3.8. Utilizing Data Structures

Cypher can create and consume more complex data structures out of the box. As already mentioned you can create literal lists ([1,2,3]) and maps ({name: value}) within a statement.

There are a number of functions that work with lists. They range from simple ones like size(list) that returns the size of a list to reduce, which runs an expression against the elements and accumulates the results.

Let’s first load a bit of data into the graph. If you want more details on how the data is loaded, see the section called “Importing CSV”.

LOAD CSV WITH HEADERS FROM "http://neo4j.com/docs/3.1.0-SNAPSHOT/csv/intro/movies.csv" AS line
CREATE (m:Movie { id:line.id,title:line.title, released:toInt(line.year)});
LOAD CSV WITH HEADERS FROM "http://neo4j.com/docs/3.1.0-SNAPSHOT/csv/intro/persons.csv" AS line
MERGE (a:Person { id:line.id })
ON CREATE SET a.name=line.name;
LOAD CSV WITH HEADERS FROM "http://neo4j.com/docs/3.1.0-SNAPSHOT/csv/intro/roles.csv" AS line
MATCH (m:Movie { id:line.movieId })
MATCH (a:Person { id:line.personId })
CREATE (a)-[:ACTED_IN { roles: [line.role]}]->(m);
LOAD CSV WITH HEADERS FROM "http://neo4j.com/docs/3.1.0-SNAPSHOT/csv/intro/movie_actor_roles.csv" AS
  line FIELDTERMINATOR ";"
MERGE (m:Movie { title:line.title })
ON CREATE SET m.released = toInt(line.released)
MERGE (a:Person { name:line.actor })
ON CREATE SET a.born = toInt(line.born)
MERGE (a)-[:ACTED_IN { roles:split(line.characters,",")}]->(m)

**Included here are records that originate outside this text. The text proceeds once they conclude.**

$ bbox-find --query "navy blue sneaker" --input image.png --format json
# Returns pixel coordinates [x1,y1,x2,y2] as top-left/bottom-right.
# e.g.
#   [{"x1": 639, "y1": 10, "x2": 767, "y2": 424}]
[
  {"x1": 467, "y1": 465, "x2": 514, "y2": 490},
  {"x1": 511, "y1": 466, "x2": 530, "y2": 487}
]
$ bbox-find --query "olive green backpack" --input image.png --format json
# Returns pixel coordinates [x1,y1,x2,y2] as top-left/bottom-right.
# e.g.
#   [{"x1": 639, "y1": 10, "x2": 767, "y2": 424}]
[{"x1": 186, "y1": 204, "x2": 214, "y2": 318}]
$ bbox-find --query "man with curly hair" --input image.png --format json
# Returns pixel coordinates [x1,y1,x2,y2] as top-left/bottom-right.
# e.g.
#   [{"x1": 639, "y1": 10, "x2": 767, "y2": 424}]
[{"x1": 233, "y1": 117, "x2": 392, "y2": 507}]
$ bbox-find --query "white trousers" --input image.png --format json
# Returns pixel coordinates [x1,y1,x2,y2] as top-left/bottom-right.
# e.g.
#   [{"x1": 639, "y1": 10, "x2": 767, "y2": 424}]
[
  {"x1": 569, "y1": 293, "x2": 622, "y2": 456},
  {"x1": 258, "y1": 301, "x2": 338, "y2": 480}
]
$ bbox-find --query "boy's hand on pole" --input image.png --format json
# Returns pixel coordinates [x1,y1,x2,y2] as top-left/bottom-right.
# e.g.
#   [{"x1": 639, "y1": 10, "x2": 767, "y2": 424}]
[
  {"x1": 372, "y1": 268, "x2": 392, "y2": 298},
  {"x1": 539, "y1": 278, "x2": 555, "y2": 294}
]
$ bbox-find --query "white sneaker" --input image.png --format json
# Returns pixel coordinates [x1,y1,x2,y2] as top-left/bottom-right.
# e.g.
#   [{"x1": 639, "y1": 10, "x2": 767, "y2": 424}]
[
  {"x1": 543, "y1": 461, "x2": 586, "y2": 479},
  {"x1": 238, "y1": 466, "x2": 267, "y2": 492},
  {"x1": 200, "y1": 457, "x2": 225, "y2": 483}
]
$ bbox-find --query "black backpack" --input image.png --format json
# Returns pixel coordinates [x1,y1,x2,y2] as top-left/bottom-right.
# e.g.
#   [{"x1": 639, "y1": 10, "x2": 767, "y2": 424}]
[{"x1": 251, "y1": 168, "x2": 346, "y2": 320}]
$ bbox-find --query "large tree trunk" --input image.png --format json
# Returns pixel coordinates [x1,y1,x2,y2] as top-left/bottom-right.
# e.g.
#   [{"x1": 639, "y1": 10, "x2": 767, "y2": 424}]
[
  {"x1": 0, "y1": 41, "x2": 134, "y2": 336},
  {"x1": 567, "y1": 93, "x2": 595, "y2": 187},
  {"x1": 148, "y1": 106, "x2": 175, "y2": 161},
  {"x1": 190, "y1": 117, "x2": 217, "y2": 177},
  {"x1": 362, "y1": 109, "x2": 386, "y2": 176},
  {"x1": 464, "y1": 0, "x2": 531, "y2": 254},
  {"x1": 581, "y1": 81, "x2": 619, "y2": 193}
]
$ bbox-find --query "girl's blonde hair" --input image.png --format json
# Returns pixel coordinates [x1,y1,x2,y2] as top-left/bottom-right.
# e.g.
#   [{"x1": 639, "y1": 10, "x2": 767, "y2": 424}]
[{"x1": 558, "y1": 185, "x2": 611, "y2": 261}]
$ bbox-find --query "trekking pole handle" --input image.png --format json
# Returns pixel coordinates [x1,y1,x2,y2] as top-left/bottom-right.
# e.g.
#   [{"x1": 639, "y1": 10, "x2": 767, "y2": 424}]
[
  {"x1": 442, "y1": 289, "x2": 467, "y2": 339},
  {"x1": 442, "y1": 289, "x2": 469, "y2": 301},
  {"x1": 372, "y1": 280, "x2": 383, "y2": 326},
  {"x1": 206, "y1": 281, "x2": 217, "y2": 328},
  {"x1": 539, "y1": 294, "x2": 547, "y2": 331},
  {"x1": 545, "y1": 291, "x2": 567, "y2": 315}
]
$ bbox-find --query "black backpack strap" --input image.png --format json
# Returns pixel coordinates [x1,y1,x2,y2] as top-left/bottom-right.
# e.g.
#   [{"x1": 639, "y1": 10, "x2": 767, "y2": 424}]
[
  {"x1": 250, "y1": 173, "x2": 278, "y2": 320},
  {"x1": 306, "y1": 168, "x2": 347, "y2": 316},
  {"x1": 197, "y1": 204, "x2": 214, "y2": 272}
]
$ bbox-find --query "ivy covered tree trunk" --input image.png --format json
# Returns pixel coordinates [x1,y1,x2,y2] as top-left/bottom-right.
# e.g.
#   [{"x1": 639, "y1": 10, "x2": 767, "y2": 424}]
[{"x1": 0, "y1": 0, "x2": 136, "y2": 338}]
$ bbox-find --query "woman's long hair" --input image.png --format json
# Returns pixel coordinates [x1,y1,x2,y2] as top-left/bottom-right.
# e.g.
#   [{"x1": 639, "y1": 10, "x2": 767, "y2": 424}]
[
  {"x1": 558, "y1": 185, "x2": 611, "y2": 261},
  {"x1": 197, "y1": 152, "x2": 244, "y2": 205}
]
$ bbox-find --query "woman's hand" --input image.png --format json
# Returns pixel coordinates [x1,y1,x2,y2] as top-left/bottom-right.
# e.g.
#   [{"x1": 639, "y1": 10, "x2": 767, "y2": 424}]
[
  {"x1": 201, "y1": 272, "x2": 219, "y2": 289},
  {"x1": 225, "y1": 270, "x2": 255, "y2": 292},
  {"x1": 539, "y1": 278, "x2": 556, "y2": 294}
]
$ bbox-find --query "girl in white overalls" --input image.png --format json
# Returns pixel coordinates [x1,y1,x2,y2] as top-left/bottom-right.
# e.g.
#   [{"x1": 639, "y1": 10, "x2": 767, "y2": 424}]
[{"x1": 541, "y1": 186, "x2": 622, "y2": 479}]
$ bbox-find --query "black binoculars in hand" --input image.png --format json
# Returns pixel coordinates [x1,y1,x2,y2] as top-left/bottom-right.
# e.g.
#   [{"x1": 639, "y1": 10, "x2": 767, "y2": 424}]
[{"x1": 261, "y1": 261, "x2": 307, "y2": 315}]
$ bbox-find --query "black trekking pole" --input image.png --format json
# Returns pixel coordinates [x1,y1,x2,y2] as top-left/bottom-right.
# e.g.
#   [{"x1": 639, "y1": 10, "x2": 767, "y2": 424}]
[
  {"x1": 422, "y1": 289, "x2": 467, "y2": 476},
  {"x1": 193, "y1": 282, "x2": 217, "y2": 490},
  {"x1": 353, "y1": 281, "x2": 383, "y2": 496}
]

Now, let’s try out data structures.

To begin with, collect the names of the actors per movie, and return two of them:

MATCH (movie:Movie)<-[:ACTED_IN]-(actor:Person)
RETURN movie.title AS movie, collect(actor.name)[0..2] AS two_of_cast
movietwo_of_cast
4 rows

"The American President"

["Michael Douglas","Martin Sheen"]

"Back to the Future"

["Christopher Lloyd","Michael J. Fox"]

"Wall Street"

["Michael Douglas","Martin Sheen"]

"The Shawshank Redemption"

["Morgan Freeman"]

You can also access individual elements or slices of a list quickly with list[1] or list[5..-5]. Other functions to access parts of a list are head(list), tail(list) and last(list).

List Predicates

When using lists and arrays in comparisons you can use predicates like value IN list or any(x IN list WHERE x = value). There are list predicates to satisfy conditions for all, any, none and single elements.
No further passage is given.